What about tlim@vVO2 max you mentioned in the earlier parts?

How can you improve that ? Your lactate turn point (LT) is a large part of your tlim@vVO2 max. Improving your LT through lactate turn point or lactate threshold training will help improve your tlim@vVO2 max.

Is there one type of workout that’s best for improving your stamina?

Yep, there is! It’s tempo training or threshold runs. Tempo training has been around a long time. There really isn’t any one pace or distance that’s association with tempo training.

Tempo Training or Lactate Threshold Training - is there a difference?

Tempo running at the bottom of the lactate threshold spectrum and threshold training at the upper end. The more moderate pace of tempo running will allow you to complete longer training runs at a pace that still gets your glycolytic system operating at a high level. So you need both tempo training and lactate threshold training to reach your peak as a distance runner. Tempo training will improve your stamina and your ability to hold a quality pace for long distances while lactate threshold training will maximize lactate turn point improvement.

So what the pace then….?

Generally speaking, you will hit your lactate turn point at a running pace that is just slightly slower than your 10K pace.
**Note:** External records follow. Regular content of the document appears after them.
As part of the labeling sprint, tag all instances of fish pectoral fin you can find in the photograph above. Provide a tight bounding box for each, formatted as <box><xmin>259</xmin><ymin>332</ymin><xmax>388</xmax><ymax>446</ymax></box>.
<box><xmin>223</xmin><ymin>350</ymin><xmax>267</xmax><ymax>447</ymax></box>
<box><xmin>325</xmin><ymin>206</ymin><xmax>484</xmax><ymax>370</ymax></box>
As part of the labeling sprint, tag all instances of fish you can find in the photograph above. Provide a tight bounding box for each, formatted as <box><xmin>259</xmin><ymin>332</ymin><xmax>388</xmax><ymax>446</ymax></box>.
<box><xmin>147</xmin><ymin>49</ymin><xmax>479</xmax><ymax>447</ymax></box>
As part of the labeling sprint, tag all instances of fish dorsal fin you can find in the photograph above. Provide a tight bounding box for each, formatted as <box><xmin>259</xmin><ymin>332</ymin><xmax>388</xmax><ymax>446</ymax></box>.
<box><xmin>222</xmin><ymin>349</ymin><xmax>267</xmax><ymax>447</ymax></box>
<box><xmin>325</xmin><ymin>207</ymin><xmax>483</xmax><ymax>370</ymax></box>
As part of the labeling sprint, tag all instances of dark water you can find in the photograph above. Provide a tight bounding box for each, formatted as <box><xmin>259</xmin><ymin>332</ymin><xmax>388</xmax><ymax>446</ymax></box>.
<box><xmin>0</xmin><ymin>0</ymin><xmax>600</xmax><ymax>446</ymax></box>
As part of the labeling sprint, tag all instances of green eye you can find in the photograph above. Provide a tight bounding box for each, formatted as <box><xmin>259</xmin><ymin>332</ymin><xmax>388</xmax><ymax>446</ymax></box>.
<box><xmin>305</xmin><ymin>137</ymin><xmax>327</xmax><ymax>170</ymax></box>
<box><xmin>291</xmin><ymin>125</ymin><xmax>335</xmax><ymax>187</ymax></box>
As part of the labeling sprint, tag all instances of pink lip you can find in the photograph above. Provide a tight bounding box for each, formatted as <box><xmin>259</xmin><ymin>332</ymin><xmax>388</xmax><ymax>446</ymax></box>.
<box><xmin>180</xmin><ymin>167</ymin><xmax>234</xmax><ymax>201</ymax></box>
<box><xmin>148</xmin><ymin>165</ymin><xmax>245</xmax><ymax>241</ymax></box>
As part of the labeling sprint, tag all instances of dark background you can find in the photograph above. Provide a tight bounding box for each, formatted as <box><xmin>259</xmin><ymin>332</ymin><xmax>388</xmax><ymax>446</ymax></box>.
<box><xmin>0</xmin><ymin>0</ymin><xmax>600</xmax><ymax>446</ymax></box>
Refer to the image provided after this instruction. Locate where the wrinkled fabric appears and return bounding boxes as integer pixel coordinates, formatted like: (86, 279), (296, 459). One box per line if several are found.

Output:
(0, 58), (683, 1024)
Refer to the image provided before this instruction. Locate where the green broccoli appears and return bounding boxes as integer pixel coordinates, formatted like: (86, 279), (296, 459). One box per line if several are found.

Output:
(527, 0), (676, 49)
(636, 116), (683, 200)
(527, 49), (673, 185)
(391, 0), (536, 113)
For most runners their 10K pace is about 2.5 percent faster than their lactate threshold and their 5K pace is about 5 percent faster.

Generally this is done at a pace that's at around 87%-92% of your Max Heart Rate or a pace that feels comfortably hard.

'Comfortably Hard' is a bit vague - which is why its useful to take your max heart rate HRmax and use it as a guide.

So whats the training ?

Thursday sessions are a mix of –

Continuous Tempo Runs - duration 20mins plus increasing over the winter near the lower end of the HR range to build stamina


Threshold Runs – longer repeats at threshold pace , gradually building the repeat distance to push up the LT (lactic threshold).